The test shows that it is necessary to check the error channel—with a slight time delay as shown in lines 2010–2020 of the program—when creating relative files in 1571 mode. To confirm that the corruption does not result from failing to position the record pointer, you can rerun the test if you like, entering Y when asked about the pointer. As long as the error/delay option is turned off, the file is corrupted.

Perhaps, you might think, the errors result because we are in FAST mode? To test this possibility, rerun the program, choosing SLOW mode and 1571 mode, turning the delay/error check option off, choosing 15 records and answering yes to the record pointer question. With these parameters, the relative file usually writes with accuracy, but occasionally aborts with the error message DEVICE NOT PRESENT. Reading the records back is a real problem. It is nearly impossible to read record 15 without a DEVICE NOT PRESENT error. (If this error occurs, press RUN/STOP-RESTORE, then type DCLOSE; DCLEAR and press RETURN.)

Time Delay

Clearly, some errors will occur when writing a relative file in SLOW mode on the 1571 without the time delay and error check used in this program. In 1541 mode, it didn't matter if we turned that option on or off, but it seems essential in 1571 mode.

Let's see whether the time delay is actually doing anything. Modify lines 2010–2020 so they look like this:

2010 REM : T2 = TI + 5
2020 REM : IF TI < T2 THEN 2020

We have disabled the delay (which normally consumes about 1/12 second), but line 2030 still checks the disk drive error channel. Rerun the program, choosing FAST mode and 1571 mode, turning error checking on, choosing 200 records, and choosing not to position the record pointer (that last option is actually irrelevant}. In most tests, you will find 1 or 2 corrupted records for each 100 records that you create. The time delay does seem to have an effect, after all.

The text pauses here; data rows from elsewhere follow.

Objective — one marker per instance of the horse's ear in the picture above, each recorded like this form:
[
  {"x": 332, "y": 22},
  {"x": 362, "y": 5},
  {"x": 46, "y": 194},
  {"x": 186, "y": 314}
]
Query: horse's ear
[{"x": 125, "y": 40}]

As a rule, you can enhance, the reliability of relative file handling by checking the error channel, with this slight time delay, upon every file access. If you use the method employed in this program, the time delay will be consistent even if you later compile the program (compiling BASIC programs greatly speeds up their execution). It also is recommended that you follow Commodore's advice in positioning the record pointer both before and after you access a record.

This advice is imperative when using the 1571 drive in 1571 mode. When using it in 1541 mode (or when using an ordinary 1541 drive), you can often get away without the time delay/error check—provided that you access records in numerical sequence (record 1, record 2, and so on). However, if your program writes files in nonnumerical order (for instance, record 1, record 5, and so on), it is necessary to position the record pointer before and after each operation, and to use the time delay/error check, as well.